Patients and methods
This case–control study involved 30 patients with HCC, 30 patients with liver cirrhosis, and 15 healthy controls. Clinical examination, abdominal ultrasonography, and triphasic computed tomography for focal lesion were performed. Liver function tests were performed using clinical autoanalyzer, serum α-fetoprotein (AFP) was measured using enzyme-linked immune-sorbent assay method, and GP73 was determined by enzyme-linked immune-sorbent assay kit for GP73. Data were collected and statistically analyzed.
Results
GP73 was highly significantly higher in HCC group than cirrhotic and control groups. The sensitivity of GP73 in diagnosis of HCC was 83% and the specificity was 74%, at a cutoff point of 111 ng/ml, elicited from the receiver operator characteristic curve, with very good area under curve of 0.909, whereas that the sensitivity of AFP was 36.7% and the specificity was 100% at a cutoff point of 400 ng/ml, elicited from the receiver operator characteristic curve, with very good area under curve of 0.903.
Conclusion
GP73 is highly associated with HCC and is more sensitive than AFP for early detection of HCC.

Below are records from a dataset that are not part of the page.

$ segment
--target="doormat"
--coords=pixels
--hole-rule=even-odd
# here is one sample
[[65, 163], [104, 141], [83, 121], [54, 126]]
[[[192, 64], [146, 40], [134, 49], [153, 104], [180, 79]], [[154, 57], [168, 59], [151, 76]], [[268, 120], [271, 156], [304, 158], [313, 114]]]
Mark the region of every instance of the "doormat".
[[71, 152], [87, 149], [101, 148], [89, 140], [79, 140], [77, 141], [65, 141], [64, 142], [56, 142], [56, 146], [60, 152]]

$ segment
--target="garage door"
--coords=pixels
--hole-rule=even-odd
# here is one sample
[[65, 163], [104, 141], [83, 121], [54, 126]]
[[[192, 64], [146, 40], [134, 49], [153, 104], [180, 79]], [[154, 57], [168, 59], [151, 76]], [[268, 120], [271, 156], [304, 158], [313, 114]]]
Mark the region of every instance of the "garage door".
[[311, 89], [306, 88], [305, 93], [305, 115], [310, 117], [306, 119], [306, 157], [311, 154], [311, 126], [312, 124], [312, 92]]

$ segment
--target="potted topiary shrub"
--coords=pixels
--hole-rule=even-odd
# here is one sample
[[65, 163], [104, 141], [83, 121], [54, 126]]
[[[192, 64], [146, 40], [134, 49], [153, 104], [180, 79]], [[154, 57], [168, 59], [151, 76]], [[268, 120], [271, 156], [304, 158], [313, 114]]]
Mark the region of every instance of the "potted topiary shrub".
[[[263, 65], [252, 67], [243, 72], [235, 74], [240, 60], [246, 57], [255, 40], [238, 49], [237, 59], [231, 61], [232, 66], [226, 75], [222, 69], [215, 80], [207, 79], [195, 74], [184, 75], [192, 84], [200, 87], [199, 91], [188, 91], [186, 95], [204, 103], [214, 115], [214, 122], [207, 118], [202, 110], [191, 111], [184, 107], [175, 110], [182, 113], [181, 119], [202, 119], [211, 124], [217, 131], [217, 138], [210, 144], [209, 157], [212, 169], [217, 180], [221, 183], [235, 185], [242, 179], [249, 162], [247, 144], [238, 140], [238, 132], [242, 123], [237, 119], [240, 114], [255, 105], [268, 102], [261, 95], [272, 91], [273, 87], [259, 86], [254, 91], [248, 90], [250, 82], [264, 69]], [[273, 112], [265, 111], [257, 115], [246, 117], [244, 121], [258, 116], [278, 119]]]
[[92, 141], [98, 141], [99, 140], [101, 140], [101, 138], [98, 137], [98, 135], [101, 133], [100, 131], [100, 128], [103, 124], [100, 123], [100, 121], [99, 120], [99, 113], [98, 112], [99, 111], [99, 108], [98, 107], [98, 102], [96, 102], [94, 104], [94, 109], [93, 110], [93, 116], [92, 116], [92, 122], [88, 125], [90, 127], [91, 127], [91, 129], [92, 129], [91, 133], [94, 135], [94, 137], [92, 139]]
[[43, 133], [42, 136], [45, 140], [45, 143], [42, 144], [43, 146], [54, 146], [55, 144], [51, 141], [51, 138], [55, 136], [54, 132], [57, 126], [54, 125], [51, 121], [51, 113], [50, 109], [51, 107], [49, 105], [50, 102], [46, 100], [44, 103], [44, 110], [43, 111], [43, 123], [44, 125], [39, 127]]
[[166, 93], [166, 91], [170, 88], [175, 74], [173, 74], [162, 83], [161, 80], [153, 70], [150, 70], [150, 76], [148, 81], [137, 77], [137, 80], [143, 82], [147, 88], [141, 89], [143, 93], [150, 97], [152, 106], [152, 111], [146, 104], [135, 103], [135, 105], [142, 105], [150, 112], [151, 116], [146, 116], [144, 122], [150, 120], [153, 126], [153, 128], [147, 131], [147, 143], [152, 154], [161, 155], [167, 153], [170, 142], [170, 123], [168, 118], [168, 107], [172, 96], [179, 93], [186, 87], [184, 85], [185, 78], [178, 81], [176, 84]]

Keywords: α-fetoprotein, enzyme-linked immune-sorbent assay, Golgi protein 73, hepatocellular carcinoma


How to cite this article:
Dala AG, Ezz EAA, Sonbol AA, Ibrahim AS. Study of Golgi protein 73 in patients with hepatitis C virus-related hepatocellular carcinoma. Menoufia Med J 2021;34:564-9

How to cite this URL:
Dala AG, Ezz EAA, Sonbol AA, Ibrahim AS. Study of Golgi protein 73 in patients with hepatitis C virus-related hepatocellular carcinoma. Menoufia Med J [serial online] 2021 [cited 2024 Mar 29];34:564-9. Available from: http://www.mmj.eg.net/text.asp?2021/34/2/564/319679




  Introduction Top


Liver cancer is the fifth most common cancer and the second most frequent cause of cancer-related death globally [1]. Approximately, 80–90% of hepatocellular carcinoma (HCC) cases occur in the setting of underlying cirrhosis; thus, any etiological agent leading to cirrhosis should be considered as a risk factor for HCC [2]. The current guidelines recommend surveillance for individuals with cirrhosis using liver US with/or without α-fetoprotein (AFP) every 6 months [3]. The lack of effective screening tests necessitates investigation for new HCC markers [4]. Golgi protein 73 (GP73) is a 73-kDa type II Golgi membrane protein expressed mostly in epithelial cells of many human tissues. In normal livers, GP73 is consistently present in biliary epithelial cells. Nevertheless, the expression of GP73 was notably increased in numerous liver diseases, especially in HCC cells [5]. GP73 is reported to be a novel tumor marker for HCC. The collective conclusion from many studies is that the sensitivity and specificity of serum GP73 levels as a diagnostic marker are superior to those of AFP for HCC [6],[7]. The aim of this study is to investigate the expression of GP73 in serum in patients with HCC and determine its efficacy as a screening test in early detection of HCC.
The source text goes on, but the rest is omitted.